FROM ROCKINGHAM CIRCUIT COURT. From the cases of Delapole v. Delapole, 17 Ves. 150, Bewick v. Whitfield, 3 P. Wms. 267, Tooker v. Annesley, 5 Sim. 235, Hussey v. Hussey, 5 Madd. 44, cited in Tooker v. Annesley, and Waldo v. Waldo, 7 Sim. 261, I infer that it is an ordinary exercise of the powers of a court of chancery to order timber trees to be cut. The vice-chancellor, Sir LAUNCELOT SHADWELL, in Tooker v. Annesley, said, — "I apprehend that the principle upon which the court acts in directing timber to be cut, in cases like the present, is not the personal benefit of the parties, but the benefit of the estate itself — the inheritance."
In this country, where it so often occurs that it is necessary to cut off the wood and timber in order to make the land fit for cultivation, it may be that the inquiry before the master would take a somewhat wider range than in the English practice. In Chase v.

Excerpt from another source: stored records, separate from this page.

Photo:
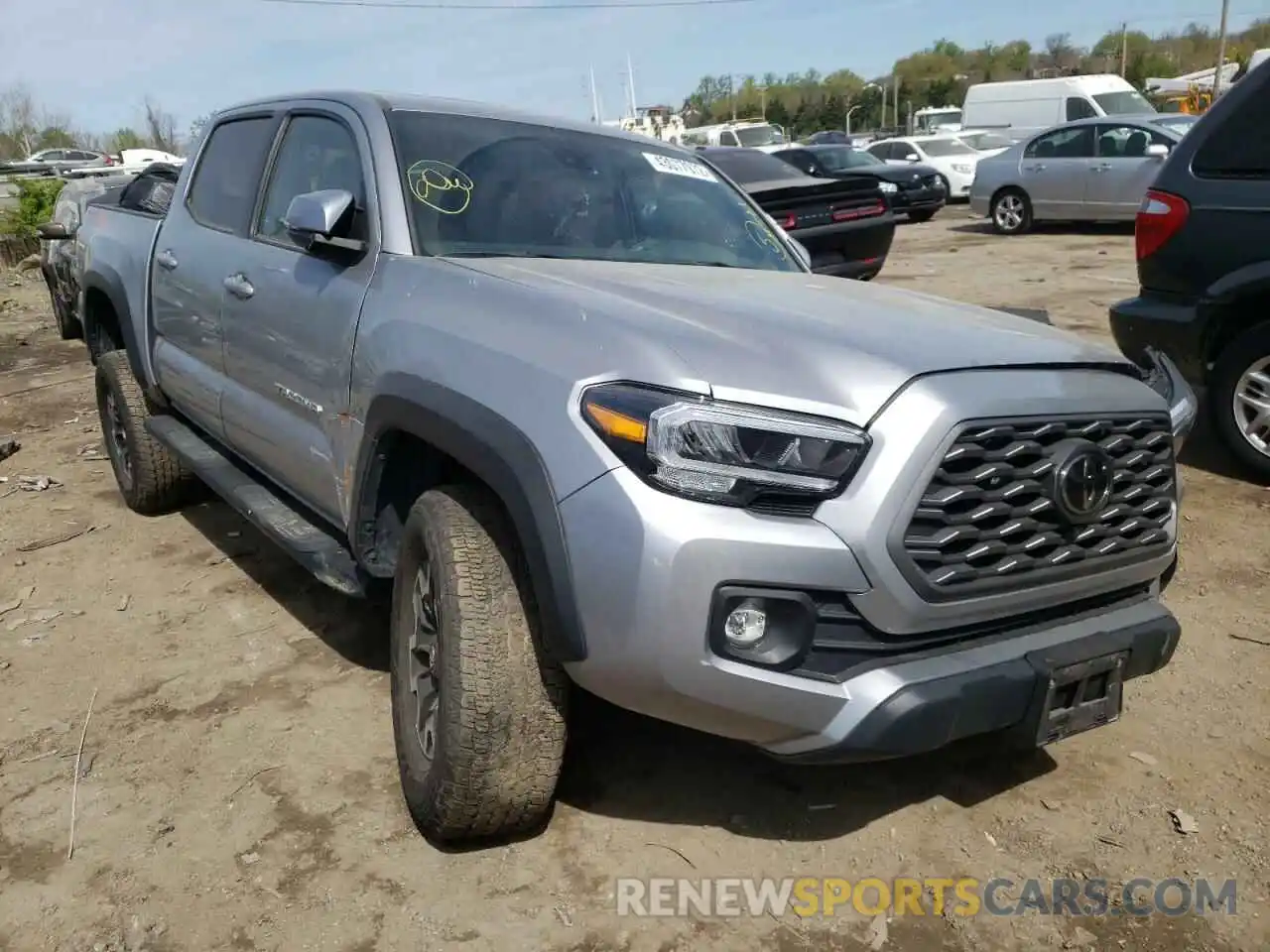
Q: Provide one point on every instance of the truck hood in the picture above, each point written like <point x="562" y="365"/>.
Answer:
<point x="804" y="336"/>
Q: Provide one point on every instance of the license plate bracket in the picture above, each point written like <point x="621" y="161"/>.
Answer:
<point x="1080" y="697"/>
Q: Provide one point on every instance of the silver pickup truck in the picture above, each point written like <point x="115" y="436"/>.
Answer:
<point x="594" y="420"/>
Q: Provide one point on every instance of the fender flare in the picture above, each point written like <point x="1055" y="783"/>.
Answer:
<point x="107" y="281"/>
<point x="507" y="461"/>
<point x="1254" y="278"/>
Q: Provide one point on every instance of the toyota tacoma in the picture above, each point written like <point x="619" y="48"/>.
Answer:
<point x="590" y="417"/>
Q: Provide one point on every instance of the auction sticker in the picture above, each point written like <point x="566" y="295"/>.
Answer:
<point x="680" y="167"/>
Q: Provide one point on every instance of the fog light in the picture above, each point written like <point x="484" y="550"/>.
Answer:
<point x="746" y="626"/>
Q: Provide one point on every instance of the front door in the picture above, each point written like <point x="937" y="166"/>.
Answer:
<point x="195" y="240"/>
<point x="1056" y="169"/>
<point x="1121" y="172"/>
<point x="291" y="316"/>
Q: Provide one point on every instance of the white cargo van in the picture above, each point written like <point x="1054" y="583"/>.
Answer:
<point x="1024" y="107"/>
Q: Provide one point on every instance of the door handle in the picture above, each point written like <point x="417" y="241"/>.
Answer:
<point x="239" y="286"/>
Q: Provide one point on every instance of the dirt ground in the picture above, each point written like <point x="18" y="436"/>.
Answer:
<point x="238" y="787"/>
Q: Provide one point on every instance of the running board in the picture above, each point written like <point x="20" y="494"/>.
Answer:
<point x="309" y="543"/>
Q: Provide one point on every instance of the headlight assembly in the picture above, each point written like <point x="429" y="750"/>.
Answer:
<point x="721" y="452"/>
<point x="1165" y="379"/>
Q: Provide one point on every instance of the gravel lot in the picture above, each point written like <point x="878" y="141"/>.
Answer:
<point x="238" y="787"/>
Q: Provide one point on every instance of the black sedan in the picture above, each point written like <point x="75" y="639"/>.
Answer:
<point x="919" y="189"/>
<point x="846" y="225"/>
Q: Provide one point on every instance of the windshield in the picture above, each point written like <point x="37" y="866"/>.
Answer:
<point x="743" y="166"/>
<point x="492" y="188"/>
<point x="753" y="136"/>
<point x="945" y="146"/>
<point x="1178" y="123"/>
<point x="846" y="158"/>
<point x="984" y="141"/>
<point x="1129" y="103"/>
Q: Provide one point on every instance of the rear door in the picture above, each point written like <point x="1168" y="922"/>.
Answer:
<point x="1121" y="172"/>
<point x="197" y="240"/>
<point x="291" y="316"/>
<point x="1056" y="171"/>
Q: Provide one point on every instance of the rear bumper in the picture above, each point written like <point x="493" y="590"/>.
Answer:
<point x="1174" y="326"/>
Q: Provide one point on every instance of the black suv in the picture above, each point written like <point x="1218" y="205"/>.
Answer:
<point x="1203" y="245"/>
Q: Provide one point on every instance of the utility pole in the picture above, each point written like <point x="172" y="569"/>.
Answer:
<point x="630" y="84"/>
<point x="1220" y="51"/>
<point x="594" y="98"/>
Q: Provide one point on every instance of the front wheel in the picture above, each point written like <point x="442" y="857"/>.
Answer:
<point x="1011" y="212"/>
<point x="477" y="707"/>
<point x="1238" y="399"/>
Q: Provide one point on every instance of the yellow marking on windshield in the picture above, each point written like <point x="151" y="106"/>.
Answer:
<point x="440" y="185"/>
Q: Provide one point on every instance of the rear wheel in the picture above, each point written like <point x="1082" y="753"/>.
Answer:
<point x="477" y="707"/>
<point x="1011" y="212"/>
<point x="150" y="477"/>
<point x="1239" y="399"/>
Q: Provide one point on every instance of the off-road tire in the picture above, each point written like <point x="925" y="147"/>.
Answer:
<point x="500" y="710"/>
<point x="1236" y="357"/>
<point x="159" y="483"/>
<point x="1026" y="213"/>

Hazelton, 7 N.H. 171, it was held that clearing land, which the jury finds to be bad husbandry, is waste; from which I infer that by the law of New Hampshire the clearing of land may be necessary as a part of good husbandry, and for the benefit of the inheritance.
The matter should be referred to a master to report whether any of the trees, either from their situation in regard to other trees, or from their being decayed, ought, for the benefit of the estate, to be cut. I think, also, that it would be within the spirit of the cases to extend the inquiry in this country to the point, whether, for the sake of fitting the land for cultivation, the benefit of the estate requires it to be cut.
If it should turn out that, on the report of the master, there should be all order by which and of the land should be cleared or any of the timber sold, it will then be time enough to consider what shall be done with the money obtained from the sale.
LADD, J., and FOSTER, C. J., C. C., concurred.